Lo cierto es que sería catastrófico. Si se extinguieran todas las hormigas el desequilibrio produciría un caos global. Algo que tiene sentido si tenemos en cuenta que existen unas 168.000 hormigas por cada persona, es decir, que llegan a pesar lo mismo que nosotros. De modo que tienen su importancia, si no hubiera ninguna, el efecto sería muy grave. Los ecosistemas quedarían muy dañados, se deteriorarían rápidamente. Indirectamente se potenciaría la pérdida de otras especies. En poco tiempo observaríamos una enorme acumulación de grandes cantidades de cadáveres de otros insectos en el suelo, pues no tendrían su provisión de comida: las hormigas.

Sin hormigas el planeta perdería gran parte de su diversidad biológica, pues cumplen con un importante número de roles en el medio ambiente. Para comenzar dispersan las semillas que caen de la planta al suelo, proceso que se conoce científicamente como mirmecocoria. Sin este tipo de organismos las plantas no podrían extenderse, algo fundamental porque algunas especies impiden el crecimiento de más plantas a su alrededor, por eso deben alejarse unas de otras.

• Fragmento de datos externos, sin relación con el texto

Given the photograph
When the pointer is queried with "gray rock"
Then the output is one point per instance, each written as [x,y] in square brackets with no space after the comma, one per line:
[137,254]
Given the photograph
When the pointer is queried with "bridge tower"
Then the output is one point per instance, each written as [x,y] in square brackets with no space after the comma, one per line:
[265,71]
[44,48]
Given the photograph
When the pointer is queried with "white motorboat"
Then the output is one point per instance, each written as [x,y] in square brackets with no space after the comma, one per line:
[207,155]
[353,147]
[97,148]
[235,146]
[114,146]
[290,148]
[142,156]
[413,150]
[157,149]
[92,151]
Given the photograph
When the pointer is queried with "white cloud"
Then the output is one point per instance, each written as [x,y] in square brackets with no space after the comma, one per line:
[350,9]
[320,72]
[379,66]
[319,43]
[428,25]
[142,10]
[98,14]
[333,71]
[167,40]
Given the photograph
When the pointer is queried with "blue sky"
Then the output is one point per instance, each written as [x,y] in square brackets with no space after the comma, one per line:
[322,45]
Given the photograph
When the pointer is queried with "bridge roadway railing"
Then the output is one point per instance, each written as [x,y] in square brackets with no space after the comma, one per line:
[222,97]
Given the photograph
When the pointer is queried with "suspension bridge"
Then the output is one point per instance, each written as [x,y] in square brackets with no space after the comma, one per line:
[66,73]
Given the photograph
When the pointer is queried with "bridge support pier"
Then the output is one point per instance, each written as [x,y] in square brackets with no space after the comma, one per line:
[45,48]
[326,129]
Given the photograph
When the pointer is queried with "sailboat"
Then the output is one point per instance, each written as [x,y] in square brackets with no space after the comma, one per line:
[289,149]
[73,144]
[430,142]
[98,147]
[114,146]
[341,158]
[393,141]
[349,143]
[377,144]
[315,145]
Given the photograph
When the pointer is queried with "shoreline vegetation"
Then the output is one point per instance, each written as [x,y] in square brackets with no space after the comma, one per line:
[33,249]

Es cierto, esta dispersión de semillas las pueden hacer otros organismos, pero algunas plantas necesitan tanto a las hormigas que segregan una especie una masa llamada elaiosoma dulce que contiene las semillas de algunas plantas y cuya función es atraerlas para que se lleven la semilla camino al hormiguero. Sin esta ayuda, muchas semillas no germinarían. Además, las hormigas son capaces de polinizar. No vuelan como las abejas, pero pueden cargar el polen a plantas cercanas, lo que permite la fecundación de las plantas.

Por otro lado, también controlan diversas poblaciones de invertebrados. Es el caso de las depredadoras, las cuales ingieren pequeños insectos o incluso reptiles. Cerca de los trópicos, cualquier animal que no vuele o no pueda ir lo suficientemente rápido es presa de las hormigas legionarias. Al mismo tiempo, la no existencia de estos seres vivos de tres pares de patas fastidiaría muchísimo a los arácnidos, así como a algún vertebrado, como cerdos y osos hormigueros, que ya no podrían degustarlas.

Lo único bueno es que si las hormigas desaparecían por completo, seguro que más de un agricultor lo celebraría.